They’d probably been under the hood too. I got in behind the wheel and tried the motor; it worked.
Swinging around to the marine service station, I asked Ferguson there to check on the Straight Pass and estimate the cost of repairs. Then I drove to my office, which at that time was on the fifth floor of the Miller Building, near the junction of Miami Avenue and Flagler Street. I knew what I’d find by then, and I wasn’t wrong. The door lock had been forced and both rooms—the small waiting room where I kept the files and the larger main office—had been searched. They’d done a fast, sloppy job of it.
I spent that Saturday morning putting everything back in order. The files were the worst job. I was itching to meet those two characters again by the time I got the folders back in sequence. But nothing was missing.
I didn’t waste much thought that morning on what it could have been they’d been hunting. I had no idea. But I had an idea I’d find out.
Somebody thought I had something I didn’t. I’d been searched—so had my car, boat, and office—and it hadn’t been found. The way things like that usually went, it wasn’t likely to end there.

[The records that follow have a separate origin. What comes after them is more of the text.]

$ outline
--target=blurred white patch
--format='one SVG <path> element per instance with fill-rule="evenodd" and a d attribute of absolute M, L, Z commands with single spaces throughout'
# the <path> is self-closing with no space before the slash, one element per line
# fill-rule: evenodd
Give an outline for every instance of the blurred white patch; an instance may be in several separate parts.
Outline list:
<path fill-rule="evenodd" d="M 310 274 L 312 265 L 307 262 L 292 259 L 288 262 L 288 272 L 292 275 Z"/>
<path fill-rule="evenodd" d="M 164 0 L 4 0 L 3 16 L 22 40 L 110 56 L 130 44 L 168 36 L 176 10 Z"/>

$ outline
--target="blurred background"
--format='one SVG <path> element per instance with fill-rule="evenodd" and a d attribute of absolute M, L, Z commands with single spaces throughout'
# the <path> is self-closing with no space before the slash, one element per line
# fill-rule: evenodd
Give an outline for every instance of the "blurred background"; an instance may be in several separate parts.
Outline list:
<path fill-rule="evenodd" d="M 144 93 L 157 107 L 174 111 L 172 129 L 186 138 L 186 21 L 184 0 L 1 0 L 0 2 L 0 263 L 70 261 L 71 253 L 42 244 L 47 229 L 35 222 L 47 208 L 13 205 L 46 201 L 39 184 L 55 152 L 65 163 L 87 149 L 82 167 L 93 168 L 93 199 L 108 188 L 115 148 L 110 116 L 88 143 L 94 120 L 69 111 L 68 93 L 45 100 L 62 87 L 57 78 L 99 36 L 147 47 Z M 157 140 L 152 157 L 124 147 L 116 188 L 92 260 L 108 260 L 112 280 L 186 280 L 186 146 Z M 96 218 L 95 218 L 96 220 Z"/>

I finished tidying up my office and went out to lunch.
When I came back, Diana Pines was waiting for me.
She sat erect on the early American bench in my reception room, her slim hands clutching a small handbag on her lap. The handbag was the same dark golden brown as her high- heeled shoes. Her straight skirt and simple high-necked blouse were in lighter shades of the same color—a color that went well with her wide, innocent brown eyes.
She was young enough to have slept off all signs of her binge. A gold band at the nape of her neck held her black hair in a pony tail that made her look even younger.
She stood up quickly as I came in. “Mr. Rome?” Her eyes held no recognition.
I nodded. “How’re you feeling today?”
A light blush suffused her softly rounded cheeks, and she sucked her lower lip back between her small white teeth. “I’m fine,” she mumbled. “Thank you.”
I took her into my office, settled her in the leather wing chair beside my desk and sat behind my desk in the swivel chair.
&
nbsp; “I may as well admit right off,” she said, forcing herself to meet my gaze, “that I don’t remember you at all.”
“S’all right. I didn’t expect you would.”
“My father and my stepmother told me about you. That’s how I happen to be here.” She’d spoken haltingly. Now she stopped and searched for more to say.
I nodded and smiled at her meaninglessly. It seemed to encourage her.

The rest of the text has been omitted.